Electronics recycling companies, county and city solid waste officials, electronics original equipment manufacturers (OEMs) and retailers and recycling advocacy groups have all been in volved in setting up programs and one-time events to bring these items into the recycling loop.
DRAWING IT OUT. In a report released this year, the International Association of Electronics Recyclers (IAER), Albany, N.Y., defines the electronics stream as it is encountered by its members as including a broad range of equipment. Computers and peripherals, fax machines, copying machines, office phone systems, televisions and VCRs, cordless phones and cell phones, camcorders and home video game systems are all included in the definition.
Recyclers have, naturally, targeted corporate and institutional generators of office equipment and computer systems ,and have successfully captured much of this material, arranging for bulk shipments from office buildings.
But the logistics of securing household electronics requires a different approach and introduces a thorny issue of who pays the freight, literally and figuratively.
Currently, the experimentation of these approaches is capturing just a small percentage of obsolete electronics. A U.S. EPA report cited by the IAER in its report concludes that just 9 percent of obsolete household electronics items are being recycled.
Data collected by the Northeast Recycling Council (NERC), Brattleboro, Vt., finds that sporadic events hosted by solid waste districts account for 54 percent of what is collected and recycled, followed by 40 percent harvested at permanent collection centers and just 6 percent accepted in curbside programs.
But the NERC report also found that even these programs were eliciting just a 3 percent household participation rate on average in the NERC study's sample group.
The IAER report also notes that, "Although in recent years OEMs and retailers have introduced a number of product take-back programs, they are still relatively new with little data available at this time."
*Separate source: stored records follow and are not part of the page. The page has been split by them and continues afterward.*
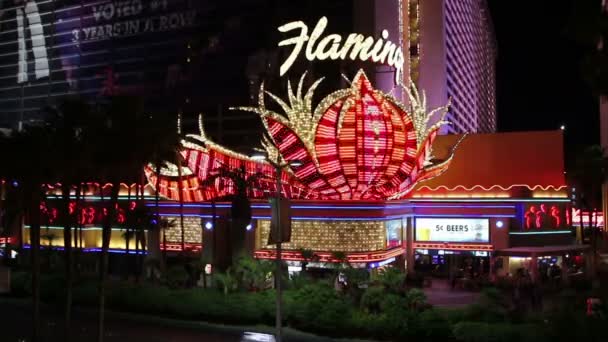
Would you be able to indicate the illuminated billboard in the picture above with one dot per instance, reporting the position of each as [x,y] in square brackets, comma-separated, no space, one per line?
[453,230]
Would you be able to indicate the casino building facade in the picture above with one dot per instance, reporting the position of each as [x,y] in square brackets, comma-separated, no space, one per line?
[373,182]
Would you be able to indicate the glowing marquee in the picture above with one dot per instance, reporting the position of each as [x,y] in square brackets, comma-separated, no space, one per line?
[333,46]
[356,144]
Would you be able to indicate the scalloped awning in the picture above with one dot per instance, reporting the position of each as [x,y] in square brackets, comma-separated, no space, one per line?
[499,162]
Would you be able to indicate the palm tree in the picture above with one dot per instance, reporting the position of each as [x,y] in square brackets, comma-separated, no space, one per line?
[308,255]
[117,153]
[590,173]
[164,150]
[69,129]
[29,171]
[165,224]
[240,207]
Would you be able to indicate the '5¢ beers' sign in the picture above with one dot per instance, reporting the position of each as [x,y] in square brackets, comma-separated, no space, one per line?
[452,230]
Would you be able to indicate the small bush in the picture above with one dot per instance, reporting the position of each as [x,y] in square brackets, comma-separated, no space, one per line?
[318,308]
[485,332]
[21,284]
[372,299]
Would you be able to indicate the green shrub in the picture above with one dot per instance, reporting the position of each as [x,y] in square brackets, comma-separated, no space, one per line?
[485,332]
[372,299]
[318,308]
[176,277]
[21,284]
[433,326]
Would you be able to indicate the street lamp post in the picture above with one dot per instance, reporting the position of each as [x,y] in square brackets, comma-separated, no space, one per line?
[279,287]
[279,232]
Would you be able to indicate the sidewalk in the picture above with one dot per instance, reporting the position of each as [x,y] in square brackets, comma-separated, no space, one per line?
[441,294]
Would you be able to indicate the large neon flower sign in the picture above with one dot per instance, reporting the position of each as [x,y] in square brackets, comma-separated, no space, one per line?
[357,144]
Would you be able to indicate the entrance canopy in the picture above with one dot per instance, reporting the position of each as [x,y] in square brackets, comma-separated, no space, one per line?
[542,251]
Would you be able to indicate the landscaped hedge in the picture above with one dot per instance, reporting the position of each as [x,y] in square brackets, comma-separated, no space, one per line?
[318,308]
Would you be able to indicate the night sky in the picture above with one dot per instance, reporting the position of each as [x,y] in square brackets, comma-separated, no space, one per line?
[539,80]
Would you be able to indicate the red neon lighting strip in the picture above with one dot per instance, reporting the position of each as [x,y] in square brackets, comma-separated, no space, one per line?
[326,256]
[177,247]
[452,246]
[496,186]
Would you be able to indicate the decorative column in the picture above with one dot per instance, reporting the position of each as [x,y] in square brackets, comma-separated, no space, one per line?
[409,245]
[533,267]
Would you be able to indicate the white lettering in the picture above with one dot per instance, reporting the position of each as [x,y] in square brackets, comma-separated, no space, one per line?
[356,46]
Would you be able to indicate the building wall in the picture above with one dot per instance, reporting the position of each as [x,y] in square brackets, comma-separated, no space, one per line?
[458,57]
[329,236]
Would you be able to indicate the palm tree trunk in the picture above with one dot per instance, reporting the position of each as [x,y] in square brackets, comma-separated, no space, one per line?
[181,201]
[34,218]
[127,236]
[138,233]
[77,214]
[163,261]
[103,264]
[67,246]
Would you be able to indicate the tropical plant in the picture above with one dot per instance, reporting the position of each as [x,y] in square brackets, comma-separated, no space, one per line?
[308,255]
[164,152]
[227,281]
[116,157]
[240,207]
[416,299]
[27,170]
[590,173]
[372,299]
[254,274]
[165,224]
[390,278]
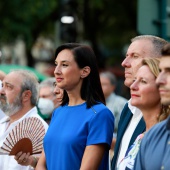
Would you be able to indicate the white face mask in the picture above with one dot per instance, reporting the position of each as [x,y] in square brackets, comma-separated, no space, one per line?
[46,106]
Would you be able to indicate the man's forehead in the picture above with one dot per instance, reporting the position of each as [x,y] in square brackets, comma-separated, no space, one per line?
[165,62]
[12,79]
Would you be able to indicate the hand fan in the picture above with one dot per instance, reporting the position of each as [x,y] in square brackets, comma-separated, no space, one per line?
[26,136]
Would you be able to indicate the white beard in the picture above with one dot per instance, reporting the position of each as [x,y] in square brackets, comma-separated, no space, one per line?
[11,109]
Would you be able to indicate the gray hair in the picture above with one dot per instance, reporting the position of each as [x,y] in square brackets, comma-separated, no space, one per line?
[157,42]
[29,82]
[110,76]
[49,82]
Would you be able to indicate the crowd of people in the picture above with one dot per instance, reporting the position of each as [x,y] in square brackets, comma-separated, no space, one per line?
[84,119]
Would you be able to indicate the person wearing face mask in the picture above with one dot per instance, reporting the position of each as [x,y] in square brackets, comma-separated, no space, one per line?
[47,98]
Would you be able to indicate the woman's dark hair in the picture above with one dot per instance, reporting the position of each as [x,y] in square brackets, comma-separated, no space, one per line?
[91,89]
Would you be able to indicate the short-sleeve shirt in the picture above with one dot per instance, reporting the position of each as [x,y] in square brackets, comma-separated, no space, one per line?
[154,153]
[72,128]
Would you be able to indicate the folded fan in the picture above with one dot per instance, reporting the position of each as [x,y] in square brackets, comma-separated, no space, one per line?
[26,136]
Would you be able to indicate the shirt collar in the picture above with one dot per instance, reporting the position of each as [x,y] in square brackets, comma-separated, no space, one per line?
[133,109]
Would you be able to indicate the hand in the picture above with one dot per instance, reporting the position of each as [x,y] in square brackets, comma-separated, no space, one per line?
[24,159]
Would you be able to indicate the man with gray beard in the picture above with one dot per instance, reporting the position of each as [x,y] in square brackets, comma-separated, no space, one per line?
[18,99]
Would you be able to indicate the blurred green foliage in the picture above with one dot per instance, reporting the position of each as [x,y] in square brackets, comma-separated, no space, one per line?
[108,24]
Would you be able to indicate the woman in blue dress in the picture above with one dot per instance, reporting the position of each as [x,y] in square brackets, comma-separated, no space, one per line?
[81,129]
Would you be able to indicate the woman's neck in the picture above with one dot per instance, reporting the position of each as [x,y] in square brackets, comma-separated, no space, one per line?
[151,116]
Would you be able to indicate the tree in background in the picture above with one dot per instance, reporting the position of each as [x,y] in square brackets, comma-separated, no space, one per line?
[107,25]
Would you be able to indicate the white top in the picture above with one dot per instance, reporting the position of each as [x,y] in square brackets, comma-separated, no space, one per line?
[8,162]
[115,103]
[137,115]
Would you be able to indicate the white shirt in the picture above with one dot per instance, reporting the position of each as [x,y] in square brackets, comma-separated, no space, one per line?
[8,162]
[137,115]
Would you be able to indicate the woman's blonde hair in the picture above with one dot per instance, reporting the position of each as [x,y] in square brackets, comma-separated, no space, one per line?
[153,64]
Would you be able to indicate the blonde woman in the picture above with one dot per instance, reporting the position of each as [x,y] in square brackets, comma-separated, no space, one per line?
[145,96]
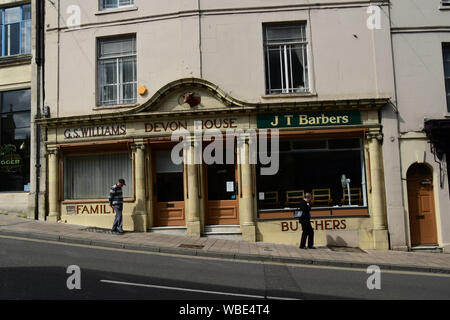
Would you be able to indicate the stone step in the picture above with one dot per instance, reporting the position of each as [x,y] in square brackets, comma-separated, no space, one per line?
[427,248]
[227,232]
[169,230]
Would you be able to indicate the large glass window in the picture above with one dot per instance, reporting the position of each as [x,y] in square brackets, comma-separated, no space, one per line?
[115,4]
[15,107]
[446,53]
[91,177]
[15,30]
[286,58]
[117,71]
[169,178]
[316,167]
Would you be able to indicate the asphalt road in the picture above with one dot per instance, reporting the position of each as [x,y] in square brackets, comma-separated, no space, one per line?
[38,270]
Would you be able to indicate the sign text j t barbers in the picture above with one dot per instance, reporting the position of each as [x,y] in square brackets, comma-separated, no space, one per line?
[320,119]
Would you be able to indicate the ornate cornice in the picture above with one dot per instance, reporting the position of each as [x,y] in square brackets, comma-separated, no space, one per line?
[147,111]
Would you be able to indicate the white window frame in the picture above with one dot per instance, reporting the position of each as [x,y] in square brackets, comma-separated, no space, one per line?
[119,6]
[285,48]
[120,100]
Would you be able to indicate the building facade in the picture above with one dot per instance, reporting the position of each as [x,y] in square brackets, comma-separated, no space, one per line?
[122,80]
[420,37]
[17,83]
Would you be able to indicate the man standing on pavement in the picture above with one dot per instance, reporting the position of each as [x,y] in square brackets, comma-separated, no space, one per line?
[305,220]
[116,201]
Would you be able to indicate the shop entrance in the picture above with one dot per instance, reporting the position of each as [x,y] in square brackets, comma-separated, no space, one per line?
[168,189]
[222,204]
[422,217]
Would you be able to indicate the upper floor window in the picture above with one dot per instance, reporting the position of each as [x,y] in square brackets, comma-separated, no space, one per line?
[15,30]
[117,71]
[116,4]
[446,53]
[286,59]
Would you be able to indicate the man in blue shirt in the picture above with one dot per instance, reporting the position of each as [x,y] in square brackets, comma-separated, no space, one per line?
[116,201]
[305,220]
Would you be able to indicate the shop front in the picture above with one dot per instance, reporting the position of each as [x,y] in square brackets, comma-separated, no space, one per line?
[149,147]
[336,157]
[223,162]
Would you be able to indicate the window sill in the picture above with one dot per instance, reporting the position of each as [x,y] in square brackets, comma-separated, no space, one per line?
[119,10]
[289,95]
[15,60]
[115,107]
[316,212]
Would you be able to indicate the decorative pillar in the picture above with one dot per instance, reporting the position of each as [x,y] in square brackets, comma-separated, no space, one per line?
[139,214]
[246,194]
[149,177]
[54,214]
[379,219]
[193,223]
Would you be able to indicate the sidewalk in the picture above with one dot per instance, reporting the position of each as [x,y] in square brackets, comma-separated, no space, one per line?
[14,226]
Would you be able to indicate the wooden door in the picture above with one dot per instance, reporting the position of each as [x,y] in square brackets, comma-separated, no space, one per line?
[422,217]
[168,191]
[222,203]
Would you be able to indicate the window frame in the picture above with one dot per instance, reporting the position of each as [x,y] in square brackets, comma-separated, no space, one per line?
[26,127]
[119,101]
[325,211]
[101,151]
[21,23]
[304,47]
[446,51]
[103,8]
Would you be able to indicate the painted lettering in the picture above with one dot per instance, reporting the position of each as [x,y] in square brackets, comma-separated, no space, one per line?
[321,225]
[91,132]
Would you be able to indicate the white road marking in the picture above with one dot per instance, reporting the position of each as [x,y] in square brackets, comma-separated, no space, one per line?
[192,290]
[305,266]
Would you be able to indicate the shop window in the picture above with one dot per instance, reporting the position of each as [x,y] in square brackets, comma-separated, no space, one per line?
[446,54]
[117,71]
[15,109]
[169,178]
[316,167]
[115,4]
[286,59]
[15,30]
[91,177]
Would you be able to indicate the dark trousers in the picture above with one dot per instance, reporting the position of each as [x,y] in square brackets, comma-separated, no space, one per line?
[117,226]
[308,232]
Both IAER president Peter Muscanelli and consultant John Powers, who authored the IAER's report, believe the era of experimentation for residential collection of electronics is just beginning.
"Just because of shear volumes [of material], there will have to be solutions," says Powers. "The manufacturers are try ing things out that will work and can motivate consumers to trade in," he notes.
Says Muscanelli, "I feel we have a huge opportunity to capture this material, and we can do it economically as well as efficiently with the cooperation of all the stakeholders."
Such cooperation has been attempted, but has not necessarily followed a smooth course.
BEARING THE COST. Since early in the electronics recycling industry's lifespan, the issue of who should be responsible for paying for key parts of the recycling loop has been a source of debate.
Several dialog groups were formed to bring together different stakeholders (including OEMs, recyclers, solid waste officials, retailers and citizens groups seeking safe disposal), with the National Electronics Product Stewardship Initiative (NEPSI) among the most prominent.
NEPSI's stated goal has been to "develop solutions to the issue of electronic products management."
The group conducted several dialog sessions and has produced several draft documents, but has not announced any consensus breakthroughs in terms of assigning financial responsibilities for collecting obsolete electronics for recycling.
The group did issue a press release in early 2002 announcing an agreement by NEPSI parties to "work toward the development of a front-end financed system that will strive to meet the goal of the NEPSI process," defined in part as including"aviable financing mechanism to maximize the collection, reuse and recycling of used electronics."
While the European Union and some other governments around the world are mandating or strongly encouraging the recycling of obsolete electronics, it appears market forces will dictate the amount of recycling and who pays for it in North America.
This leaves a formidable gap in the loop. "Because of the typical age, condition and mix of electronics collected from residential programs, the costs involved are higher and the recycling revenues achieved are lower than commercial electronics recycling," the IAER report states.
With higher freight costs, fewer premium products to resell, fewer in-demand components to harvest and a more sorted mix (and thus mote labor-intensive mix) of products for recyclers to work with, residential electronics recycling faces some challenges.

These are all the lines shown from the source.